Admission Letter / December 5, 2018 / Lea Melton
I ve seen it many times. He or she will attach an affidavit form to the request implying that your responses must be under oath. In my view this is an unfair debt collection practice under the Fair Debt Collection Practices Act (FDCPA). Requests for Admission are not made under oath. To imply that they are is an attempt to intimidate a party into making admissions. Or to add to the general stress and difficulty of responding at all with the increased probability of a failure to respond at all. I believe that people receiving this sort of requests for admissions should strongly consider amending their answer to include a counterclaim under the FDCPA.
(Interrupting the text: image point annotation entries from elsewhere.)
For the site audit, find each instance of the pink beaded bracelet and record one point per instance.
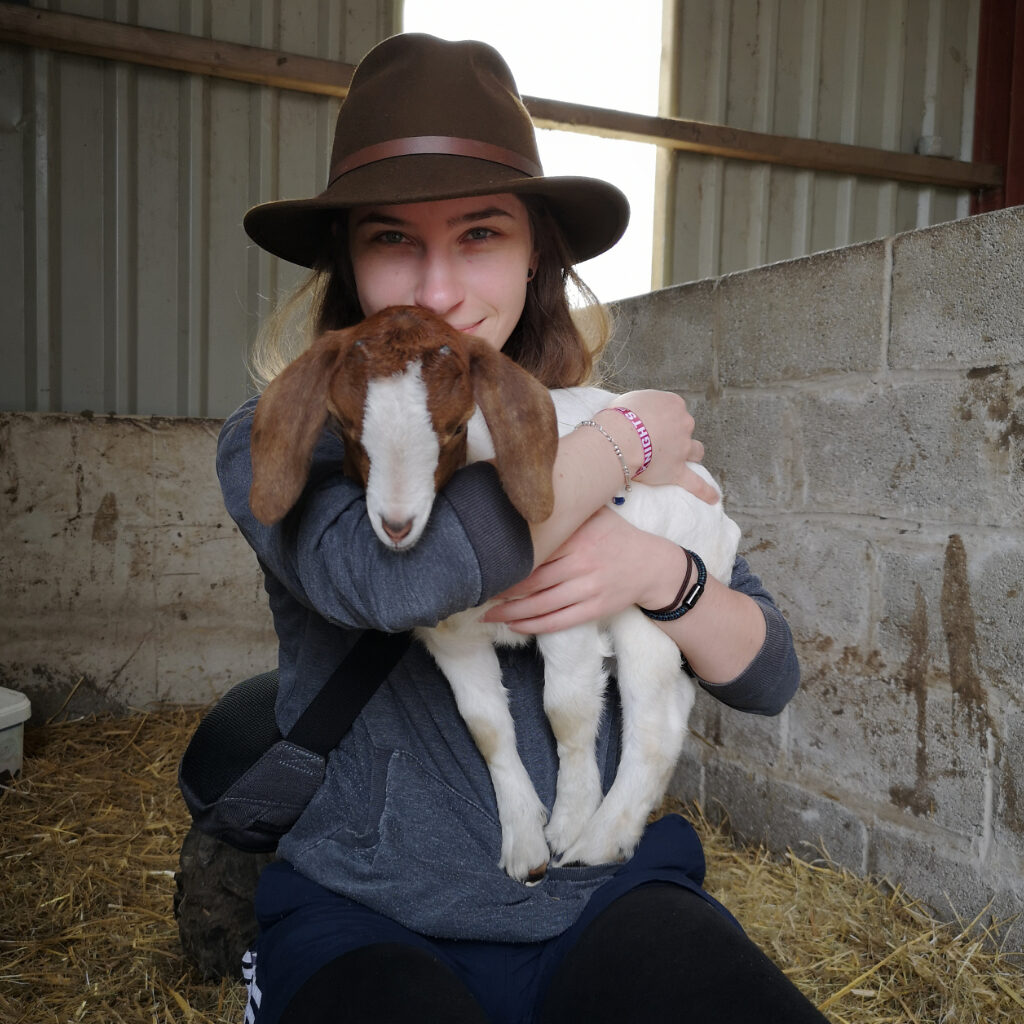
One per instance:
(642, 433)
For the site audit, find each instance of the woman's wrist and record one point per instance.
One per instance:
(626, 436)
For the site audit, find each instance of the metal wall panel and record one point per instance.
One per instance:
(128, 285)
(890, 74)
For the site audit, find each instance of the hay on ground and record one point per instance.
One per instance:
(89, 843)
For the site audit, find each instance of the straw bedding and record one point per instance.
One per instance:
(89, 840)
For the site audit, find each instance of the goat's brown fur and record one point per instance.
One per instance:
(330, 380)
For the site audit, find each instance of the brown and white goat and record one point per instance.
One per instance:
(414, 399)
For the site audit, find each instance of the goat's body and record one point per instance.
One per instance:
(401, 387)
(656, 695)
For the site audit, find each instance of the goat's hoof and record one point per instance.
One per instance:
(536, 875)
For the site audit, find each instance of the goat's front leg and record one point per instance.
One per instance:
(574, 681)
(474, 675)
(656, 697)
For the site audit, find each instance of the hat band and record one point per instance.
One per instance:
(449, 145)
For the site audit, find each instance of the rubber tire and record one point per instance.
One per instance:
(213, 903)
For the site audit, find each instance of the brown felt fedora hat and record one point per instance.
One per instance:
(427, 119)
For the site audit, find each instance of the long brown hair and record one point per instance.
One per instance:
(547, 341)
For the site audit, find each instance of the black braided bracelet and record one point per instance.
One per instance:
(683, 603)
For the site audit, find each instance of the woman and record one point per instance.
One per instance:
(388, 903)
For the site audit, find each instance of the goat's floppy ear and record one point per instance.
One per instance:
(290, 416)
(521, 420)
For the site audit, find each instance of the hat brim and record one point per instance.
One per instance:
(592, 213)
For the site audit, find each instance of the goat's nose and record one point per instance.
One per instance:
(396, 530)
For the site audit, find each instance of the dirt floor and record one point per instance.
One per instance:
(91, 830)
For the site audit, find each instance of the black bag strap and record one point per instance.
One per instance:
(331, 714)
Get a copy of the requisite for the letter. This information is usually on the college or scholarship application instructions. If it is their first job find out why THEY think they are qualified. Review their resume together for further insights. The letter itself... The recipient their title and the address must be on the letter. Also for college admission letters reference the candidate s name and social security or admission ID number. If you have a job with official stationary use it. It adds a more professional touch. In the opening paragraph confirm why you are writing the letter. For example you could begin with a sentence like this.
Be specific and give examples. A generalized vague letter will not help your student. Writing a personal statement can be one of the most daunting elements of an application process but it is crucial that you invest sufficient time and effort in getting it right. Whilst your grades may allow you to demonstrate your academic achievements the personal statement provides an admissions board with an opportunity to learn about you as an individual. You therefore need to write a personal statement that captures the attention of the busy admissions officer whilst also effectively communicating your strengths ambitions and motivations.